Les années 1908-1909 voient la naissance de l’aventure futuriste. Ce sont exactement les deux années durant lesquelles Marinetti et Montesquiou seront le plus liés. Pour le mouvement futuriste, Montesquiou apparaît comme une recrue de choix. C’est une figure en vue de Paris qui peut apporter à l’entreprise la caution d’un nom prestigieux. Marinetti adresse d’abord au « cher Maître » les deux livres qu’il publie en 1908, La Ville charnelle et Les Dieux s’en vont, d’Annunzio reste (le second ouvrage, conservé à la Bibliothèque nationale de France, porte un envoi à Montesquiou). Durant l’hiver de la même année, la revue Poesia reproduit un ensemble de lettres d’une dizaine de personnes adressées à Marinetti et vantant son œuvre. Dans cette livraison, Montesquiou remercie Marinetti de lui avoir offert ses articles de « brillante critique, de finesse et de force » sur le « Grand Lyrique », c'est-à-dire d’Annunzio. L’année suivante, Marinetti lui envoie Poupées électriques.

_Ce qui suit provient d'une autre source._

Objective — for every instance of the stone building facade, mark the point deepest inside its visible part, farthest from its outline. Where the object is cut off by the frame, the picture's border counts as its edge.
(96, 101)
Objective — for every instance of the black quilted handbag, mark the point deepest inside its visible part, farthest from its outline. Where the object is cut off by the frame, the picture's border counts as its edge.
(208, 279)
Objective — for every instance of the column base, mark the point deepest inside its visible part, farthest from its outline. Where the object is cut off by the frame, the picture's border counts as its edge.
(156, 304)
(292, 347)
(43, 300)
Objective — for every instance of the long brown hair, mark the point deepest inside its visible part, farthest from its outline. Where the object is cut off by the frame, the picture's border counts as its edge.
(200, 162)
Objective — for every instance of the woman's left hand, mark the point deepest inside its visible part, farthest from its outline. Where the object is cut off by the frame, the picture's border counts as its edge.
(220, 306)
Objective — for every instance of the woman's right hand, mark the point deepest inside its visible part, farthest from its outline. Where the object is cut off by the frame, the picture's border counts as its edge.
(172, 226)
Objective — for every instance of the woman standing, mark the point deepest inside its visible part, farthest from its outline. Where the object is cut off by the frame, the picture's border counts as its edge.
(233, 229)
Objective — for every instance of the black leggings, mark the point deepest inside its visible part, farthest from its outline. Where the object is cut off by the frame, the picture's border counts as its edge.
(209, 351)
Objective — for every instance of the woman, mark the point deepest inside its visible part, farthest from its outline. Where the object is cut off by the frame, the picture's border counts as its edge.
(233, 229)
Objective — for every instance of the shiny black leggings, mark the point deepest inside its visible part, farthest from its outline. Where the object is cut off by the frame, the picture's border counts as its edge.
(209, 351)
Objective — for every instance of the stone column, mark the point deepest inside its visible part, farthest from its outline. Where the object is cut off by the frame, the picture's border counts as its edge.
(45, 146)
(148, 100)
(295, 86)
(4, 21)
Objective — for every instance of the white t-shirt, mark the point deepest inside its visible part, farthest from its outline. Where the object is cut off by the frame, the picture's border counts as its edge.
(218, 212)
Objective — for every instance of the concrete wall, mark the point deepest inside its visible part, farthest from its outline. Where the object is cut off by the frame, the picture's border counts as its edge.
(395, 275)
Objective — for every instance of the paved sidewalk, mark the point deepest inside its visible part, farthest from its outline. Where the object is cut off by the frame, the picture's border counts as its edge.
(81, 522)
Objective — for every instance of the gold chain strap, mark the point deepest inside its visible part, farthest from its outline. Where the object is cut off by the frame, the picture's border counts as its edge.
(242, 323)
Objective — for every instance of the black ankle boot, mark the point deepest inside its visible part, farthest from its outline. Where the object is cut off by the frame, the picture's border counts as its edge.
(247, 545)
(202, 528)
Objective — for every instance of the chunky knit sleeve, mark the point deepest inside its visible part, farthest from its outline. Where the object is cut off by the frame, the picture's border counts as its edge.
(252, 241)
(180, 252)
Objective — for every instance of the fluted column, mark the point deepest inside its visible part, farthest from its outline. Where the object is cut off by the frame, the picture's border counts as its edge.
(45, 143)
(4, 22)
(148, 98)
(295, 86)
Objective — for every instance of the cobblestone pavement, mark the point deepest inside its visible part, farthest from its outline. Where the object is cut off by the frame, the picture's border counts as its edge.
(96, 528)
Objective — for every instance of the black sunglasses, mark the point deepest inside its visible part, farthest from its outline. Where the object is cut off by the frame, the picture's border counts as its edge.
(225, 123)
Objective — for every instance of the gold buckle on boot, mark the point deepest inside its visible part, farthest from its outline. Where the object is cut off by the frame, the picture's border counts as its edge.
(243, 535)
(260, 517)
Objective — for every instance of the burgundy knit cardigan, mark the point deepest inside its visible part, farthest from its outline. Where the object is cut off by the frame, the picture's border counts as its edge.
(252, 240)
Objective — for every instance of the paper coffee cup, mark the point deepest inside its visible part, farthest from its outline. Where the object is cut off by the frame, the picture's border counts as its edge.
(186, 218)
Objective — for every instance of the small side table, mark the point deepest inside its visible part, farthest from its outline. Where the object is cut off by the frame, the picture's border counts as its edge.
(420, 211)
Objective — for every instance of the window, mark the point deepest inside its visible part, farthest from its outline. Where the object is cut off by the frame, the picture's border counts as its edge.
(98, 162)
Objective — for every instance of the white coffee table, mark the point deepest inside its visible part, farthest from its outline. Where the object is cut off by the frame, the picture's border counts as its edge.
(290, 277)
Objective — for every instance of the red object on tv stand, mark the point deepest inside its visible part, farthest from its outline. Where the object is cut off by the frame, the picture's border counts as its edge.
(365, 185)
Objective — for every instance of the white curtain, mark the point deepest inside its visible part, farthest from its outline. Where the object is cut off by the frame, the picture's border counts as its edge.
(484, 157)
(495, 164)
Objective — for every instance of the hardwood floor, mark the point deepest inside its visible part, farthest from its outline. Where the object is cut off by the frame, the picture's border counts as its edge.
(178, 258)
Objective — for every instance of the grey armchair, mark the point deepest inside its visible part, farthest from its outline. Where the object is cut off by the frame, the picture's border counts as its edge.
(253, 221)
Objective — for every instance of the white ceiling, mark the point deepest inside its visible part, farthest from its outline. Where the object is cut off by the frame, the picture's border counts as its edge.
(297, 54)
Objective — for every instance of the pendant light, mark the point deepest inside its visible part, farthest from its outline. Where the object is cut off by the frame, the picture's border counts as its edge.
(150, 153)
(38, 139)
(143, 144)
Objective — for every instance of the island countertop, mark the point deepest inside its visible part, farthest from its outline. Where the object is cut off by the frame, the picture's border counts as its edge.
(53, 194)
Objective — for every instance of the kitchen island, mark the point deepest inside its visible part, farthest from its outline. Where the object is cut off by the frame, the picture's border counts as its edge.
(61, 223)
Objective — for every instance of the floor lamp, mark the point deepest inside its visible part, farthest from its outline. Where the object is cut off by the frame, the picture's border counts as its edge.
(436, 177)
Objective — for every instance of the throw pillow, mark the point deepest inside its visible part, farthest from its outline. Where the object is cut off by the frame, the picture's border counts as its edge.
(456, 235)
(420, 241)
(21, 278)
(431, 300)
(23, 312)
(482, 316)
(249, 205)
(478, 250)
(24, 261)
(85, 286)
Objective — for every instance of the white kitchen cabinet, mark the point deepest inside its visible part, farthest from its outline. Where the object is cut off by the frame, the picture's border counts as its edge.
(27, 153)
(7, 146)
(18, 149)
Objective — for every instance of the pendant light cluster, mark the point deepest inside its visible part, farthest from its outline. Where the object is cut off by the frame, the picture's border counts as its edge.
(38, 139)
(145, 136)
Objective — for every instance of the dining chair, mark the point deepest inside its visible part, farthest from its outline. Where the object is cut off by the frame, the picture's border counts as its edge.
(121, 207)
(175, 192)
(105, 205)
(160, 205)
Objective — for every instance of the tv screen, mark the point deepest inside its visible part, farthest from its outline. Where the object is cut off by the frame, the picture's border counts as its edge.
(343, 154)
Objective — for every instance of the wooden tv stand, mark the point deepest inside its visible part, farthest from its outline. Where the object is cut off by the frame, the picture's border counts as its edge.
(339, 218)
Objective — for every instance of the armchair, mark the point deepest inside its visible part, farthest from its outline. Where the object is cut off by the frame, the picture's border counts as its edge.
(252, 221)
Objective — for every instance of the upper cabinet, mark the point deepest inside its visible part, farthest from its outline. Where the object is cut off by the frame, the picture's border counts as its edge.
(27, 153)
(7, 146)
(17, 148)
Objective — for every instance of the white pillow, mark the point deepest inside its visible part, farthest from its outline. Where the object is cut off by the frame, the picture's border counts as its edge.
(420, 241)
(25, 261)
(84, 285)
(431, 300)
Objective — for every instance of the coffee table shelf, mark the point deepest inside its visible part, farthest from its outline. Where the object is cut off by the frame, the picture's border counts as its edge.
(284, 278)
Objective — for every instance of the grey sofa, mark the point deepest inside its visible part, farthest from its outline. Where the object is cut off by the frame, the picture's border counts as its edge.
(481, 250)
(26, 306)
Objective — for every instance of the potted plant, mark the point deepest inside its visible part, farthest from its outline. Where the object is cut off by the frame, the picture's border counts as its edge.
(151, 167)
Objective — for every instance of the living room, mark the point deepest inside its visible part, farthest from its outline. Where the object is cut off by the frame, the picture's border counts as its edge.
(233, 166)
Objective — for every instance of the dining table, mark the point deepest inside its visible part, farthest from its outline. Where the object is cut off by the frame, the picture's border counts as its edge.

Cette pièce, dont la préface reprend le « Manifeste du Futurisme », sonne la naissance du Futurisme. Montesquiou et Marinetti n’auront jamais été aussi proche qu’à l’époque de cet envoi. Mais Poupées électriques forme la limite au-delà de laquelle Montesquiou ne s’aventurera pas. S’il est curieux de l’audace de Marinetti, s’il apprécie son énergie et son enthousiasme, il demeure réservé quant aux théories développées par les Futuristes. Quand Poesia, en 1909, reproduit sous le titre « Adhésions et objections » un ensemble de lettres adressées à Marinetti à propos du Futurisme, Montesquiou ne dissimule pas son scepticisme pour cette « modernôlatrie » et oppose la tradition à l'« anti-tradition futuriste » : « Les anticipations, si géniales soient-elles, présentent toujours quelque chose de factice qui étonne davantage, mais qui agît moins ». En d’autre termes, Montesquiou ne croit pas en la radicalité des Futuristes. On ne crée du nouveau qu’avec la tradition. D’autre part, le dandy Montesquiou n’est certainement pas un homme qui peut faire partie d’un groupe ou d’un mouvement. Son originalité est de travailler librement, en marge des grands courants qui constituent l’histoire littéraire. Marinetti ne renonce pourtant pas à voir en Montesquiou sinon un ami, du moins une recrue possible : encore en 1913, il lui adresse un exemplaire de La Bataille de Tripoli, assorti d’un envoi autographe.
Sandro Brioso et Henk Hillenaar, Vitalité et contradictions de l’avant-garde, Paris, 1998, pp. 171 et suiv. -- Antoine Bertrand, Les Curiosités esthétiques de Robert de Montesquiou, Genève, 1996, t. II, pp. 741 et suiv.